On their own, each segment is nice little bit of nastiness, and if I were watching any of them alone, everything would be fine. There’s a demon story, a slasher joint, some supernatural flavors, and more. All of the pieces are held together by a frame story, and the frame story is by far the weakest link. It isn’t the only chink in the armor, but it’s the biggest. The attempt to connect all the stories is terrible and obnoxious, so bad that it came close to ruining the entire movie.
The gimmick of “V/H/S” is that these guys who videotape themselves doing all sorts of violent, destructive things—they break in and destroy abandoned buildings, they grab random women and pull their tops off—break into a house to find a particular videotape. They’re looking for one tape out of thousands, and as they check each tape they find that each holds a horrific tale of horror.
The biggest stumbling block to “V/H/S” is length. Each section is too long, and as a result the movie runs twenty or thirty minutes beyond where it needs to. The frame story takes way, way too long to start. It drags on and on, and you start to not give a shit by the time the chapters kick in. And every installment shares the same device, a found footage sort of thing. That has its own drawbacks, but it’s fine. However, every chapter spends time setting how the story will be told. After a couple sections, tou don’t need that road map anymore because each segment that comes before already established the methodology. Instead of spending ten minutes telling you how this story will unfold, they could have done in four or five, been just as effective, and quickened the overall pace of the film. Instead, after each section, you’re forced to sit through another plodding introduction. Just when the pace, action, and tension all pick up to a fever pitch, the momentum stops and you start all over again. This is insanely frustrating to sit through time after time.
One of the middle chapters is a framed as a home movie of a couple on a road trip. By this point in the movie, you’ve been through a couple runs, and you don’t need to see these two walk around a faux old west town doing stupid touristy bullshit. By the time you get to the heart of the story, you’re bored and a little annoyed. Like I said, if you watched any single piece of “V/H/S” they all function as an independent horror short. Any one taken alone most are pretty damn cool.

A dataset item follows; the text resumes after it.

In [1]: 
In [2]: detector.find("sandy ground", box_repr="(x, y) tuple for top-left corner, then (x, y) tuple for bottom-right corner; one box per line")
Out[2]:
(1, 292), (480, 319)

They’re full of inventivness, as well as frights, gore, and genre playfulness that makes them fun. Pasted together like they are, it simply never comes together as a whole like it should, or, more tragically, like it could.
That’s why I like “V/H/S” more now than I did when I was watching it. I can think back to the pieces, examine them in retrospect, and realize, yeah, that was pretty great. It’s easy to see why they chose each piece. But the way “V/H/S” tries to fit everything together causes problems. I wish I could take the film, fast-forward through the frame story, and watch each piece on its own.